The defense for 52-year old Ken Cusick of Ottawa will begin putting on its case in his murder trial Tuesday. The prosecution rested Monday.
Forensic toxicologist Christopher Long testified Monday that Tracy Cusick’s body had a methadone level that could have been lethal, but he says not in someone who’d gotten used to using it. Long says the amount of the drug and of a compound the body breaks it down to show that she used the methadone some time before she died, and that she wasn’t a first time user. He said he was aware of nothing to refute two other experts’ conclusions that Tracy drowned.
Defense attorney Ryan Hamer zeroed in on the fact that the methadone in the woman’s body could have been lethal, at least in some people.
On the final day of their side of the case, prosecutors aimed to show that Ken Cusick wasn’t terribly upset after his wife died. State’s Attorney Karen Donnelly asked two of Tracy’s friends to recall how Ken was doing at her wake almost 15 years ago. One said he wasn’t crying. The other said he was sweating profusely.
Defense lawyer Ryan Hamer asked the witnesses if they know that different people grieve differently.
Prosecutors also questioned the same friends, trying to make something of the widower Ken having a dumpster in his driveway a few days after Tracy’s death. One said she looked in and saw the toilet Tracy died at, broken into a few pieces, bags with women’s clothing spilling out, and household knick-knacks.

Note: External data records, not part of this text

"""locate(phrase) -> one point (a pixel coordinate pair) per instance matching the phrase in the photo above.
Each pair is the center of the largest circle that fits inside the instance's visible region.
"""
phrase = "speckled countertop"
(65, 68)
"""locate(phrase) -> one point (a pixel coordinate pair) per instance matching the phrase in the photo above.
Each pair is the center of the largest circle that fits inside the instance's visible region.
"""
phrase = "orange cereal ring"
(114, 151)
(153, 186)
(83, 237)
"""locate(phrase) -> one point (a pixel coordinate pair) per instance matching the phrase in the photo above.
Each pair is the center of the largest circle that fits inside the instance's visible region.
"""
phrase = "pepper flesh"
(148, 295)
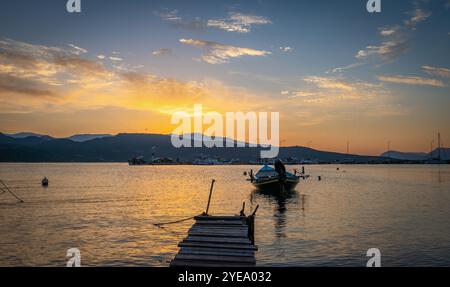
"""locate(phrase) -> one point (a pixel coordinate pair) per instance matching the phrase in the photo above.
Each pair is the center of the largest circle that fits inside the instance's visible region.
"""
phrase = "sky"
(333, 71)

After the state rested, Hamer asked for a directed verdict—where the judge throws out the case based on the prosecution having made a weak presentation and without the defense having to present its own side. That’s not an unusual request. Nor is it unusual for a judge to deny it as Judge Cynthia Raccuglia did. So jurors are to return at 9am Tuesday to begin hearing from witnesses for Ken Cusick.
Something else happened that was unusual though. While one of the friends of Tracy Cusick testified, a juror suddenly left the jury box and retreated to the jury room. After several minutes, Judge Raccuglia investigated and reported the woman had taken ill. She dismissed the juror and told an alternate he is now on the regular panel.